Come previsto, ritroviamo una June parecchio incazzata dopo essere stata costretta a partecipare a quella pagliacciata di videomessaggio per riportare Nichole a Gilead. Peccato che la sagra degli orrori non sia finita qui, visto che Fred e Serena hanno avuto la brillante idea di trattare coi canadesi, organizzando un incontro a Washington – mediato da una delegazione svizzera e quindi neutrale per definizione – e costringendola non solo a partecipare, ma addirittura a portare avanti la loro crociata per riavere la bambina.
Il soggiorno a Washington è terrificante: la Famiglia del Mulino Bianco è ospite di un certo Comandante Winslow (che secondo l’internet è palesemente gay e ci sta provando con Fred), padre di cinque figli.

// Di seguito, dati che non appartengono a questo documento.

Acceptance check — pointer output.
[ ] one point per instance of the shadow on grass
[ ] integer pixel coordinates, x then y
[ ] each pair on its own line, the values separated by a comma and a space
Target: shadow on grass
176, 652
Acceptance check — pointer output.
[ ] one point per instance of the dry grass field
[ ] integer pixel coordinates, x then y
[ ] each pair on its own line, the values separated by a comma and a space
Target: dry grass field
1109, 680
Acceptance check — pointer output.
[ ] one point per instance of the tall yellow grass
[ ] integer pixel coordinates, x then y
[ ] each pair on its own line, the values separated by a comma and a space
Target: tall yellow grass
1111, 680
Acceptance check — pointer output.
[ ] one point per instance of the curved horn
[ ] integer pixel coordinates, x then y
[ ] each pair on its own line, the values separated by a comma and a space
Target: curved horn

Alla vista di quello che pare più un asilo che una famiglia, Serena sembra piuttosto scioccata, mentre Fred nel corso della puntata imparerà la nobile arte di giocare con i pupazzi. Conoscendo i personaggi e quello di cui sono realmente capaci, abbiamo davvero assistito alla fiera della falsità. Tuttavia, la parte peggiore di questo viaggio è rappresentata dalle Ancelle di Washington, visto che se la passano ancora peggio di June. Prova a fare conversazione con l’Ancella di casa Winslow, approfittando del momento in cui lei si toglie questa fascia che le impedisce di parlare, salvo poi rendersi conto che non può parlare e basta.
La ragazza ha la bocca cucita con tre anelli di metallo e noi spettatori non possiamo che condividere l’espressione inorridita di June e la sua paura quando successivamente chiederà in lacrime a Zia Lydia se è vero che vogliono farle tacere tutte e per sempre.

The more we know, the more we can do

Lo scopo del viaggio, oltre a trattare con la delegazione canadese, consiste anche nella realizzazione di altri spot, questa volta coinvolgendo anche un’orda di Ancelle in atto di preghiera e guidate dalla stessa June, forzata a sottostare a tutto questo. Ciononostante, sembra aprirsi uno spiraglio di luce grazie ai mediatori svizzeri, con cui riesce a parlare da sola: loro la aiuteranno a tenere Nichole in Canada se lei fornirà loro informazioni preziose sull’amministrazione di Gilead. Così, June crede di averli in pugno e chiede a Nick, ormai diventato comandante e quindi in possesso di informazioni da scambiare, di parlare con loro. Peccato che Nick abbia scelto il momento peggiore per farsi sgamare come mero e meschino servo di Gilead, nonché uno dei soldati che aveva contribuito a formarla. Ce lo potevamo aspettare, forse, ma indubbiamente è stata una rivelazione che avremmo preferito evitare.
Niente spionaggio e soprattutto niente aiuto da parte degli svizzeri.

(Mi avete illusa…)

You’re small. You’re cruel. You’re empty

Veniamo al momento migliore dell’episodio, che l’ha fatto salire sicuramente nella mia top 5 di questa serie, ossia il confronto tra June e Serena. È stato qui che mi sono resa conto che abbiamo perso Serena e non credo possa riprendersi più. A questo punto sono tentata dal lanciare l’hashtag #SerenaRipigliati come ultima spiaggia, ma se non hanno funzionato le parole di June su quanto Gilead faccia schifo per crescere una bambina, parole serie e che avrebbero dovuto stimolarle quanto meno una sinapsi, dubito che ci sia molto altro su cui far leva. Serena è accecata da un amore egoistico e nient’altro, perché in caso contrario saprebbe che lasciarla in Canada sarebbe meglio per lei. Il dialogo passa così su toni più accesi, tra insulti e minacce, in un crescendo di tensione a cui contribuiscono senz’altro la colonna sonora di archi, la scenografia e la fotografia magistrali.
Una delle scene meglio realizzate della stagione e probabilmente dell’intera serie.

Quest’anno a livello tecnico davvero non ce n’è per nessuno.